I have a case with Dell open on this for the past couple months almost; and while they've been prompt in requesting info/diags and providing feedback, we just haven't gotten very far unfortunately. We've tried tons of stuff: Switch firmware, significantly offloading the arrays in question, temporarily connecting to different switches, cables, best practice documents, etc.
I have other arrays (6210E/S) that never do this and that run similar type workloads.
Screenshot from SANHQ Live view i just so happened to catch it during one of the events:
Lorribot
12 Posts
0
June 16th, 2015 13:00
Never found a cure, we have PS6500s on 7.15 and we still get alerts on fairly light use systems. the 6500 seem most afflicted. We did see similar spikes and situations where the EQ just paused for short period but never got to the bottom of it.
We have moved to EMC VNX (on FCoE) for our main storage but to be honest not a fan, they could learn something for the functionality and ease of use of the EqualLogic.
bealdrid2
1 Rookie
•
117 Posts
0
June 18th, 2015 10:00
Lorribot,
Thank you for coming back to a 3 yr old thread and reading my post. Hate to year you never got it solved, and hope I have better luck. I'll make certain to update you on the resolution here, since just like in your case, this has been going on for a very long time. I just uploaded (for the 5th time seems like) EQL diags, VM support archives, and switch tech supports.
bealdrid
1 Rookie
•
56 Posts
0
April 21st, 2016 09:00
Lorribot, are you still around? You've been the only other person I've found online that has run into what looks like the same issue as me. Not sure if you are still using the EqualLogics in this topic, but if you recall, by any chance were you making use of the Template Volumes and Thin Clone feature set? Its about the only lead we have so far. Everyone is pretty stumped and my case has been open over a year now with Dell and has been escalated up to engineering and development.
Lorribot
12 Posts
0
April 22nd, 2016 02:00
We never got to the bottom of the latency issues and just ignored them.
Ultimately I believe the sub system performanace on the SATA boxes is not sufficient.

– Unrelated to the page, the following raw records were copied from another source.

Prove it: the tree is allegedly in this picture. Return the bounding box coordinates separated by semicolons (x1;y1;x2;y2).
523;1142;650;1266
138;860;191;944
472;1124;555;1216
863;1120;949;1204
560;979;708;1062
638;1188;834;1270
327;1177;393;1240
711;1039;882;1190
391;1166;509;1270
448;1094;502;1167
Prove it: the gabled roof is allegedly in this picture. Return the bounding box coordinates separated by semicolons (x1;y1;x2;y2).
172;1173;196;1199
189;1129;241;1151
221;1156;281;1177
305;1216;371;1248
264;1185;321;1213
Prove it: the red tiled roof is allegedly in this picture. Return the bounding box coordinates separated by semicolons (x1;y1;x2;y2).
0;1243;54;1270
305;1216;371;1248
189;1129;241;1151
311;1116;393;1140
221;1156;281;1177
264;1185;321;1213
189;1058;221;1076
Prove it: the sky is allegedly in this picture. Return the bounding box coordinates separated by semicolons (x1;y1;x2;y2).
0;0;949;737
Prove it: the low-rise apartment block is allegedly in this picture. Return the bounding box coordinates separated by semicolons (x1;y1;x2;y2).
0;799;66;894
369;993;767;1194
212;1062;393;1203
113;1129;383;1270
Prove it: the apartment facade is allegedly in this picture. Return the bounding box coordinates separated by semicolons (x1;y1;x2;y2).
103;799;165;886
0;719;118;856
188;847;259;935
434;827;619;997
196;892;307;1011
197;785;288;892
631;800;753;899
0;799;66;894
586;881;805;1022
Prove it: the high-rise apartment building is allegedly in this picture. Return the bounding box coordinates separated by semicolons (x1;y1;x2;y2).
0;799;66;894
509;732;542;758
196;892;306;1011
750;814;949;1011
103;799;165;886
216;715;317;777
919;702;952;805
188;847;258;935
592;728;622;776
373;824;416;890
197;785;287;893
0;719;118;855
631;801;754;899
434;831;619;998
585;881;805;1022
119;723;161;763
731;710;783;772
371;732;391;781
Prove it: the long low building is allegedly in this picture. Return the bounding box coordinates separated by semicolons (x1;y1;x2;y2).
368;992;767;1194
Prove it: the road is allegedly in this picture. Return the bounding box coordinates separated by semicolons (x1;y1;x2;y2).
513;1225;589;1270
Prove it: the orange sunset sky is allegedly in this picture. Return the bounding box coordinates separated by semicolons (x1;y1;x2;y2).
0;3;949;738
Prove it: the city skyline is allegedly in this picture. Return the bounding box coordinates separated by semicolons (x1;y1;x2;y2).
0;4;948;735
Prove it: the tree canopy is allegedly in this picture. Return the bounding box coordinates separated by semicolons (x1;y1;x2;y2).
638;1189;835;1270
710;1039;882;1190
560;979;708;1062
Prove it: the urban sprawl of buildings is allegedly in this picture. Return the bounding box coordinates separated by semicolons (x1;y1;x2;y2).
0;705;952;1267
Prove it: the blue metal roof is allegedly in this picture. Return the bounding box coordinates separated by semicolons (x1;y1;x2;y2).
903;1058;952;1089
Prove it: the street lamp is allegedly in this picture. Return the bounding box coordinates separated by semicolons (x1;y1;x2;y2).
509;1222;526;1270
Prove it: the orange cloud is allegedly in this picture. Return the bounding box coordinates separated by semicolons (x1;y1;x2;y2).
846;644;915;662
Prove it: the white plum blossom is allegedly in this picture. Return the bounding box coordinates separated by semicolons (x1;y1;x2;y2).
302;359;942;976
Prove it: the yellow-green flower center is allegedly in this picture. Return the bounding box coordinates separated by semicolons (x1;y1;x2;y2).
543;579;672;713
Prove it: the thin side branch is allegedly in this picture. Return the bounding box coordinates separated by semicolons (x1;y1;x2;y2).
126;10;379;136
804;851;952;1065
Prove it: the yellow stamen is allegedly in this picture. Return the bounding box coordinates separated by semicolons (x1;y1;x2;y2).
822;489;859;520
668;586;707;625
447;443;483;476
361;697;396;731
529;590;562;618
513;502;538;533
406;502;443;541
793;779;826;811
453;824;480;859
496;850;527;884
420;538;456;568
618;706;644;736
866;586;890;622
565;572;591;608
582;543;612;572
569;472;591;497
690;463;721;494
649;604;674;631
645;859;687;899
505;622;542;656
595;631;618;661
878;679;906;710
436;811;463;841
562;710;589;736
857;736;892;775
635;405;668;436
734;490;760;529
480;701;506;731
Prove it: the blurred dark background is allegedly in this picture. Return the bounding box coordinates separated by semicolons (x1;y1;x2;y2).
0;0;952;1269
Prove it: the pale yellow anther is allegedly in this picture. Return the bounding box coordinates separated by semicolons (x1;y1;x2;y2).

They are fine for things like file server but anything else is pushing things, especially if you start to load it with a significant number of servers.
We still see them, the SAS based units seem to be better but the SATA ones just can't cope with the work loads. Newer boxes with beffier controllers maybe better but at the end of the day it is what it is, a cheap highly featured low performance SAN solution.
We have moved to VNX for most systems and just use the EqualLogics for small branch operations.
I like the interface and ease of management on the EQ but performance is dire. I am hopeful that Dell can make the EMC kit much nicer to use now they have bought them.